On appeal, Jin argued that the government had failed to prove several elements of the EEA. She contended that the government had failed to prove that she took the information for the purpose of conferring an "economic benefit [on] anyone other than the owner" of the trade secret, and that she had done so "intending or knowing that the offense [would] injure any owner of that trade secret." Jin also argued that the information she took did not meet the EEA's definition of a trade secret because it lacked "independent economic value."
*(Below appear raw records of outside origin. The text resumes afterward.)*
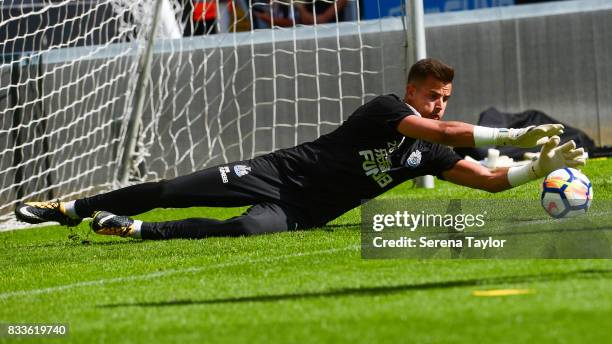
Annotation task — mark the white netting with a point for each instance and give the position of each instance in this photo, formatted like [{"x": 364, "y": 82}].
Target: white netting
[{"x": 69, "y": 71}]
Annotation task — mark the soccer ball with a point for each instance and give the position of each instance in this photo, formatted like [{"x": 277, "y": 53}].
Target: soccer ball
[{"x": 566, "y": 192}]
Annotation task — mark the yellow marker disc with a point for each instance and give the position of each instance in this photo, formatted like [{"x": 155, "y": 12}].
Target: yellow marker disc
[{"x": 502, "y": 292}]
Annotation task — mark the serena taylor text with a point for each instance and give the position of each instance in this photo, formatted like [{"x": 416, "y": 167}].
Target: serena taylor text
[{"x": 424, "y": 242}]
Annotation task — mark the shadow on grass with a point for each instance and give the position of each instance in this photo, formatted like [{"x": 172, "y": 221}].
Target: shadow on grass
[{"x": 382, "y": 290}]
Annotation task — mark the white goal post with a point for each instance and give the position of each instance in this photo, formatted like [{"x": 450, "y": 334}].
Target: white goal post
[{"x": 69, "y": 78}]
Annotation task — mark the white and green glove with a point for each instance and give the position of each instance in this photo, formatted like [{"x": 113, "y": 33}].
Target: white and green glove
[
  {"x": 522, "y": 137},
  {"x": 552, "y": 157}
]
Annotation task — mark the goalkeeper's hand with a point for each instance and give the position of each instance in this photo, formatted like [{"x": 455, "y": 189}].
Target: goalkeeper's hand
[
  {"x": 552, "y": 157},
  {"x": 528, "y": 137}
]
The Seventh Circuit was not persuaded by Jin's argument that she had no intent to confer an economic benefit because there was no proof that she had any intention of showing the documents to anyone else. It was adequate, said the court, that she intended to study the documents, which would make her a "walking repository of knowledge about iDEN that she could communicate to any company or government agency" in China. The court added that the fact that she would enhance her own career prospects meant that she intended to convey an economic benefit to herself. This ruling illustrates that an intent to pass on documents or data containing trade secrets is not necessary to prove a violation of the EEA. Rather, it would appear that the mere intent to convey or use knowledge in an employee's head for her own or another's benefit can satisfy this element of the statute.
The Seventh Circuit also rejected Jin's argument that she did not intend or know that Motorola would be injured. This facet of the court's opinion is interesting because it did not rely solely on the traditional concept of competitive harm – that a Chinese company could duplicate iDEN technology and lure away Motorola customers with a cheaper alternative. The court also cited the potential for other misuse of the technology that could cause harm to Motorola due to the danger that the Chinese government or others could hack into iDEN networks. That would cause injury, said the court, in the form of having to warn customers that the privacy of their communications could be compromised and taking countermeasures to secure iDEN networks. Further, the court noted that the "elaborate precautions" taken by Motorola to keep the technology secret showed that it "feared adverse consequences if the technology became public."
Finally, the Seventh Circuit rejected Jin's contention that iDEN technology lacked economic value because it was becoming obsolete. The court emphasized that only "potential" and not "actual" economic value need be shown, and that economic value can come in many forms even if the value "couldn't be monetized." The court also appears to have considered Motorola's "elaborate precautions … to keep the iDEN technology secret" as proof that the information had economic value. Thus, a showing to meet one aspect of the EEA's definition of a trade secret – that the victim took "reasonable measures to keep such information secret" – may be useful as proof of another aspect of the definition – that "the information derives independent economic value, actual or potential, from not being generally known …."
United States v. Jin is a reminder that the EEA remains a powerful tool for corporate victims of trade secret theft, even where proof of critical elements may at first blush seem to be lacking. As we have advised in prior alerts, referral to law enforcement is always worth considering because the prospect of prison time is a powerful deterrent to those current or former employees who may be tempted to misuse company secrets, and a criminal prosecution provides potential tools and remedies that are unavailable in the civil context.